Whatever you do, don’t pass on sunscreen! Despite some individuals expressing concerns over chemical sunscreens, there is no definitive evidence or research that should be cause for concern – however, this is plenty of research and documentation showing the dangers of sun exposure. Any sunscreen is better than none!
Additional Sun Protection Methods
Feeling overwhelmed by your sunscreen options and the necessity of regular sunscreen re-application? Sunscreen isn’t your only option! Also consider:
- UV clothing. UV Clothing that reflects UV radiation is a great alternative or complement to sunscreen applications.

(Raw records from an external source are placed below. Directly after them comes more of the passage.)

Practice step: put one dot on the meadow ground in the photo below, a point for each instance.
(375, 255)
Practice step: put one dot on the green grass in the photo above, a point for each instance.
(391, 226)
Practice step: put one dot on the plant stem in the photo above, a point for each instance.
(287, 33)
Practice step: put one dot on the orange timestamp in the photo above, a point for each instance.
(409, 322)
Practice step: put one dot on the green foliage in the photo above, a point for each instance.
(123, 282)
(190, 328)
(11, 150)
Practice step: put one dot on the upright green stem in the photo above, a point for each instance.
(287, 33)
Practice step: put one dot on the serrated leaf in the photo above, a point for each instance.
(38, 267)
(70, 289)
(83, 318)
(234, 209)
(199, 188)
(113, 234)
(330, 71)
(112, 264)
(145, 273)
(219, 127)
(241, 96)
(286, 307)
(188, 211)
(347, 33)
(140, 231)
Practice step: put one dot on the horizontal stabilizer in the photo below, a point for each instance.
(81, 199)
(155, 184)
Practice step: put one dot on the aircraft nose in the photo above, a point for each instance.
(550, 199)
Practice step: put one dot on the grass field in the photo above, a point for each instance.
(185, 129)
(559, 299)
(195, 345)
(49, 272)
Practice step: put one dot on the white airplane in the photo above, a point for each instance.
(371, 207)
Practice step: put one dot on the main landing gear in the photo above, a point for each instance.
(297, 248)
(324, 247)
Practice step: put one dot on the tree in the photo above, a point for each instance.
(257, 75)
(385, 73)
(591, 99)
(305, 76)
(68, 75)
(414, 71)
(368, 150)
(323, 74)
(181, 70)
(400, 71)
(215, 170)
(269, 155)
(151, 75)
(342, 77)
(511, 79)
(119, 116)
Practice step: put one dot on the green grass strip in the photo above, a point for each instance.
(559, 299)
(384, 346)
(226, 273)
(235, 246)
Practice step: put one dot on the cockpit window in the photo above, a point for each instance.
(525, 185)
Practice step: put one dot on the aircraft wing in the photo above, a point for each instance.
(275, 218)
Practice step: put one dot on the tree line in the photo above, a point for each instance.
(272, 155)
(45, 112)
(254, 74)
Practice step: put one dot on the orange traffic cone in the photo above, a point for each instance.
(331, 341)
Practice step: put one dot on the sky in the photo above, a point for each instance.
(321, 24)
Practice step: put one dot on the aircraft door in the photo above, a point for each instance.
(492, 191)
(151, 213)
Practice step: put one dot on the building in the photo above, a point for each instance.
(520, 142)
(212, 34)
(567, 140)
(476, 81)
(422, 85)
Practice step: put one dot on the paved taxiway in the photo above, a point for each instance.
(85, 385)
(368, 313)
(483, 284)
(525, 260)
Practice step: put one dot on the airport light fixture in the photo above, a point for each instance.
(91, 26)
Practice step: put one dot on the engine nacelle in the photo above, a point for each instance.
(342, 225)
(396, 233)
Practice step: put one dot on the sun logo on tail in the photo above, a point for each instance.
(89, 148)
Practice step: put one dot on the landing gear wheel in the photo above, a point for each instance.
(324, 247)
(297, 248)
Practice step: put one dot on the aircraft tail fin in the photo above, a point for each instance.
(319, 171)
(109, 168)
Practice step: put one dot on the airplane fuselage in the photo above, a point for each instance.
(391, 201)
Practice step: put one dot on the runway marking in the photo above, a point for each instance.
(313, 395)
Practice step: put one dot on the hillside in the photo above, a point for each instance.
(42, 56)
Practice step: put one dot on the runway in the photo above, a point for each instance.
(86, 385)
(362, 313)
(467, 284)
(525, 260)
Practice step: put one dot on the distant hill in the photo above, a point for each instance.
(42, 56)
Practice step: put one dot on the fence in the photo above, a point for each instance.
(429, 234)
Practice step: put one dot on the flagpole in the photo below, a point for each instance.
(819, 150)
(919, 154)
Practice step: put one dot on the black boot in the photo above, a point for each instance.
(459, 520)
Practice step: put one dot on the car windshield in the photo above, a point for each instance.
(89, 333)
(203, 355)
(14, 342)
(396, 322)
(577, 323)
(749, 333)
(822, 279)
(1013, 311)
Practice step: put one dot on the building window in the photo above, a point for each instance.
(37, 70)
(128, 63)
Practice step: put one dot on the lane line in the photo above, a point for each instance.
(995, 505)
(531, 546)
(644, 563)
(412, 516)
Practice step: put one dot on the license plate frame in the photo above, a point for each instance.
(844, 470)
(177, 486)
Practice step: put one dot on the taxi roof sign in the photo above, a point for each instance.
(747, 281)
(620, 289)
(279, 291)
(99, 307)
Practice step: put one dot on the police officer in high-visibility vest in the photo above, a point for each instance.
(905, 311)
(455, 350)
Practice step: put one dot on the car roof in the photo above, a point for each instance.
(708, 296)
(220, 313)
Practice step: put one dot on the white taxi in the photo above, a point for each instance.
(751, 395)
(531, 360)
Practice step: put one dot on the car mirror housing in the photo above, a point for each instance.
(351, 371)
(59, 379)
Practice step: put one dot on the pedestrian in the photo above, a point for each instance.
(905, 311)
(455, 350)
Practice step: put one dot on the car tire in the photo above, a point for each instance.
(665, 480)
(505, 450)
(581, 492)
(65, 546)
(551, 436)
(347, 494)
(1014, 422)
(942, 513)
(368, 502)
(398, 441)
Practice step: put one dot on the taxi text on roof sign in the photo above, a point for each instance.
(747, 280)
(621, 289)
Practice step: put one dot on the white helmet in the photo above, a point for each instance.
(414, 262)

Wearers can use UV clothing to cover most of their skin and apply sunscreen just on the parts of their body that are exposed to the sun, such as hands, face, and feet.
- Look for Shade. Stay in the shade as much as possible and skip activities that require you to be out in direct sunlight during peak hours of UV zapage between 10am-4pm.
- Carry a Sun Umbrella. UV umbrellas provide additional protection against the sun when natural shade isn’t available. Don’t forget to gear up with a sun hat too!